The name, the dictionary and the bases are all passed to the function that is the metaclass, and then it is assigned to the variable 'name' in the scope where the class: suite was.
What you can gain by messing with metaclasses, and indeed by nesting classes within your stock standard classes, is harder to read code, harder to understand code, and odd errors that are terribly difficult to understand without being intimately familiar with why the 'class' scope is entirely different to any other python scope.

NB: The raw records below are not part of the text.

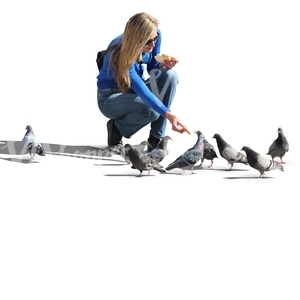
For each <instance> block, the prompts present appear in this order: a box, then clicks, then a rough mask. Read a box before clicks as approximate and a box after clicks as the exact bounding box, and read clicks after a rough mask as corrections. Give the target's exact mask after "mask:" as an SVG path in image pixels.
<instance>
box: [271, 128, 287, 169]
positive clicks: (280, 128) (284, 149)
mask: <svg viewBox="0 0 300 300" xmlns="http://www.w3.org/2000/svg"><path fill="white" fill-rule="evenodd" d="M289 147H290V146H289V142H288V141H287V139H286V137H285V135H284V133H283V130H282V128H281V127H279V128H278V136H277V139H276V140H274V141H273V143H272V144H271V146H270V147H269V151H268V153H267V154H266V155H271V157H272V160H273V161H274V159H275V158H276V157H279V158H280V163H282V164H285V162H284V161H283V157H284V155H285V154H286V152H288V151H289Z"/></svg>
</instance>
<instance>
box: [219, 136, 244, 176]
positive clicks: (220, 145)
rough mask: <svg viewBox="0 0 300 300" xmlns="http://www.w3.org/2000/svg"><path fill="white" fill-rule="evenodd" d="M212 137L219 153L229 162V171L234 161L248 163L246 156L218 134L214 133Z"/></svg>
mask: <svg viewBox="0 0 300 300" xmlns="http://www.w3.org/2000/svg"><path fill="white" fill-rule="evenodd" d="M213 138H214V139H216V141H217V145H218V149H219V152H220V155H221V156H222V157H223V158H224V159H225V160H227V162H228V164H230V169H229V171H230V170H231V169H232V167H233V165H234V164H235V163H242V164H245V165H248V160H247V156H246V155H245V154H243V153H242V152H240V151H238V150H236V149H235V148H233V147H232V146H230V145H229V144H228V143H227V142H226V141H225V140H224V139H223V138H222V136H221V135H220V134H218V133H216V134H215V135H214V136H213Z"/></svg>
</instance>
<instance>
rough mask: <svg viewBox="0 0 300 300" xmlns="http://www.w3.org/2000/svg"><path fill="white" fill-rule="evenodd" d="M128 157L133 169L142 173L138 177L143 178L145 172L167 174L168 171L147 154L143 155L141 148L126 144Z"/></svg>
mask: <svg viewBox="0 0 300 300" xmlns="http://www.w3.org/2000/svg"><path fill="white" fill-rule="evenodd" d="M124 150H125V153H126V155H127V156H128V158H129V160H130V162H131V164H132V167H133V168H134V169H137V170H139V171H140V174H139V175H138V176H137V177H141V176H142V173H143V171H148V175H149V174H150V170H156V171H158V172H161V173H166V170H165V169H164V168H163V166H161V165H160V164H158V163H157V162H156V161H155V160H154V159H153V158H151V157H149V156H148V155H147V154H145V153H143V152H142V151H141V149H140V148H139V147H136V146H134V145H130V144H126V145H125V146H124Z"/></svg>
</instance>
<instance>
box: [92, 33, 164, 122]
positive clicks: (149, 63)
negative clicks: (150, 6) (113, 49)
mask: <svg viewBox="0 0 300 300" xmlns="http://www.w3.org/2000/svg"><path fill="white" fill-rule="evenodd" d="M157 34H158V39H157V40H156V43H155V46H154V48H153V50H152V52H145V53H143V54H142V60H143V62H142V63H139V62H138V61H136V62H135V63H134V64H133V65H132V66H131V67H130V69H129V76H130V80H131V89H132V90H133V91H134V92H135V93H136V94H137V95H138V96H139V97H140V98H141V99H142V100H143V101H144V102H145V103H146V104H147V105H148V106H149V107H150V108H152V109H153V110H155V111H156V112H158V113H159V114H160V115H161V116H163V117H165V114H166V112H167V111H168V110H169V109H168V108H167V107H166V106H165V105H164V104H163V103H162V101H160V100H159V99H158V98H157V97H156V96H155V95H154V94H153V93H152V92H151V91H150V90H149V88H148V87H147V86H146V84H145V78H144V65H146V67H147V71H148V73H149V72H150V71H151V70H153V69H158V67H159V63H158V62H157V61H156V60H155V58H154V57H155V56H156V55H157V54H160V46H161V31H160V30H159V29H157ZM122 36H123V34H121V35H119V36H118V37H116V38H115V39H113V40H112V41H111V43H110V44H109V46H110V45H112V44H113V43H115V42H117V41H120V40H121V39H122ZM110 54H111V52H110V51H109V52H108V53H107V54H106V55H105V56H104V60H103V66H102V68H101V70H100V73H99V75H98V76H97V87H98V89H100V90H101V89H107V88H118V86H117V82H116V80H115V75H114V73H113V71H112V70H111V69H108V68H109V59H110Z"/></svg>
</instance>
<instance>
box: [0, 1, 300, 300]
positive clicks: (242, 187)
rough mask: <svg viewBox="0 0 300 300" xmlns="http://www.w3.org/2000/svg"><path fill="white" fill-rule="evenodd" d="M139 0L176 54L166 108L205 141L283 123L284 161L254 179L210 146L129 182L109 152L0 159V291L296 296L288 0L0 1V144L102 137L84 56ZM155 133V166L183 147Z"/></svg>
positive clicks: (293, 86) (259, 152) (124, 169)
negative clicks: (29, 138) (215, 136)
mask: <svg viewBox="0 0 300 300" xmlns="http://www.w3.org/2000/svg"><path fill="white" fill-rule="evenodd" d="M141 11H146V12H148V13H150V14H153V15H154V16H156V17H157V18H158V19H159V20H160V28H161V29H162V34H163V45H162V51H163V52H164V53H167V54H170V55H173V56H176V57H177V58H178V59H179V60H180V63H179V64H178V66H176V69H177V71H178V73H179V76H180V83H179V85H178V90H177V94H176V98H175V100H174V104H173V106H172V110H173V111H174V112H175V113H176V114H177V115H178V116H180V118H181V119H182V120H183V121H184V122H186V123H187V124H188V125H190V126H192V127H193V128H195V129H199V130H201V131H202V132H203V133H204V134H205V136H206V137H207V139H208V140H209V141H210V142H212V143H213V144H214V145H215V146H216V144H215V141H214V140H212V136H213V134H214V133H220V134H222V136H223V137H224V138H225V139H226V140H227V141H228V142H229V143H230V144H232V145H234V146H236V147H237V148H239V150H240V149H241V148H242V146H244V145H247V146H251V147H252V148H253V149H254V150H256V151H257V152H259V153H261V154H265V153H266V152H267V150H268V147H269V146H270V144H271V142H272V141H273V140H274V139H275V138H276V137H277V128H278V127H282V128H283V130H284V132H285V134H286V136H287V138H288V140H289V142H290V146H291V147H290V151H289V152H288V154H287V155H286V157H285V160H286V162H287V163H286V165H285V172H279V171H270V172H269V173H268V175H267V178H264V179H257V178H255V177H257V175H258V172H257V171H255V170H252V169H251V168H249V167H245V166H236V167H234V170H233V171H230V173H229V172H228V171H227V168H228V166H227V165H226V162H225V161H224V160H222V158H219V159H217V160H216V162H215V169H213V170H209V172H208V171H207V170H208V169H207V167H205V170H204V169H203V170H200V172H198V174H196V175H188V176H185V175H182V176H174V174H175V175H176V174H179V175H180V174H181V171H180V170H179V171H178V172H177V173H176V172H174V174H173V175H172V174H170V175H166V176H165V175H160V174H157V173H155V172H153V173H152V175H154V176H146V174H145V176H143V177H142V178H140V179H138V178H136V177H135V175H136V172H135V170H131V169H130V167H129V166H126V165H125V166H124V165H122V163H121V164H120V163H119V164H118V162H117V165H116V166H111V165H110V163H111V164H113V163H114V162H113V161H111V162H110V161H105V160H104V161H94V160H81V159H78V158H70V157H62V156H53V155H47V156H46V157H37V158H36V160H37V161H38V162H40V163H36V164H21V163H17V162H13V161H8V160H0V168H1V200H0V243H1V247H0V282H1V283H0V284H1V287H0V298H1V299H3V300H4V299H5V300H6V299H25V298H26V299H27V298H28V299H89V300H91V299H105V300H106V299H243V300H244V299H264V300H265V299H272V300H273V299H289V300H291V299H299V297H300V291H299V288H298V285H299V279H300V278H299V277H300V276H299V269H300V260H299V253H300V249H299V248H300V247H299V228H300V227H299V225H300V224H299V192H298V189H297V182H298V181H297V180H298V179H297V178H298V176H297V175H298V160H297V157H296V155H297V147H298V146H299V142H298V129H299V121H298V120H299V119H298V118H299V117H298V109H297V108H298V105H299V103H298V102H299V79H300V78H299V77H300V76H299V74H300V72H299V70H300V56H299V53H300V42H299V28H300V19H299V13H300V11H299V5H298V3H297V1H284V2H282V1H266V0H262V1H251V2H249V1H200V2H197V6H196V7H195V6H193V5H191V4H190V3H189V2H182V3H175V2H174V1H163V2H162V1H152V2H144V3H141V1H111V2H103V1H89V0H87V1H73V2H69V1H64V0H63V1H30V0H29V1H10V2H7V3H6V4H5V5H4V4H1V9H0V26H1V47H0V66H1V67H0V79H1V88H0V114H1V117H0V140H17V141H18V140H21V139H22V137H23V135H24V133H25V127H26V125H27V124H31V125H32V127H33V129H34V131H35V133H36V134H37V135H38V136H39V138H40V139H41V140H42V141H43V142H46V143H57V144H69V145H72V144H73V145H96V146H97V145H100V146H101V145H102V146H103V145H105V144H106V122H107V119H105V118H104V117H103V116H102V115H101V113H100V111H99V110H98V107H97V102H96V76H97V66H96V61H95V59H96V54H97V52H98V51H99V50H102V49H104V48H106V46H107V44H108V43H109V42H110V40H111V39H112V38H114V37H115V36H117V35H118V34H120V33H122V31H123V29H124V27H125V23H126V22H127V20H128V19H129V18H130V17H131V16H132V15H133V14H135V13H137V12H141ZM296 105H297V108H296ZM148 131H149V127H145V128H144V129H143V130H141V131H140V132H139V133H137V134H136V135H135V136H133V137H132V139H131V140H130V141H129V142H132V143H138V142H140V141H141V140H143V139H146V138H147V136H148ZM168 134H170V135H171V136H172V137H173V139H174V141H173V143H172V144H171V145H170V155H169V157H168V158H167V160H166V163H168V162H171V161H172V160H173V159H174V158H176V157H177V156H178V155H179V154H181V151H182V150H185V148H187V147H190V146H191V145H190V144H191V143H192V144H193V143H194V140H192V137H190V136H187V135H186V134H183V135H179V134H177V133H174V132H172V131H171V130H170V128H168ZM2 157H4V158H8V157H9V156H5V155H2Z"/></svg>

A good use case for this feature is Error/Exception handling, e.g.:
class DownloadManager(object):
class DowndloadException(Exception):
pass
def download(self):
...
Now the one who is reading the code knows all the possible exceptions related to this class.
Either way, defined inside or outside of a class, would work. Here is an employee pay schedule program where the helper class EmpInit is embedded inside the class Employee:
class Employee:
def level(self, j):
return j * 5E3
def __init__(self, name, deg, yrs):
self.name = name
self.deg = deg
self.yrs = yrs
self.empInit = Employee.EmpInit(self.deg, self.level)
self.base = Employee.EmpInit(self.deg, self.level).pay
def pay(self):
if self.deg in self.base:
return self.base[self.deg]() + self.level(self.yrs)
print(f"Degree {self.deg} is not in the database {self.base.keys()}")
return 0
class EmpInit:
def __init__(self, deg, level):
self.level = level
self.j = deg
self.pay = {1: self.t1, 2: self.t2, 3: self.t3}
def t1(self): return self.level(1*self.j)
def t2(self): return self.level(2*self.j)
def t3(self): return self.level(3*self.j)
if __name__ == '__main__':
for loop in range(10):
lst = [item for item in input(f"Enter name, degree and years : ").split(' ')]
e1 = Employee(lst[0], int(lst[1]), int(lst[2]))
print(f'Employee {e1.name} with degree {e1.deg} and years {e1.yrs} is making {e1.pay()} dollars')
print("EmpInit deg {0}\nlevel {1}\npay[deg]: {2}".format(e1.empInit.j, e1.empInit.level, e1.base[e1.empInit.j]))
To define it outside, just un-indent EmpInit and change Employee.EmpInit() to simply EmpInit() as a regular "has-a" composition. However, since Employee is the controller of EmpInit and users don't instantiate or interface with it directly, it makes sense to define it inside as it is not a standalone class. Also note that the instance method level() is designed to be called in both classes here. Hence it can also be conveniently defined as a static method in Employee so that we don't need to pass it into EmpInit, instead just invoke it with Employee.level().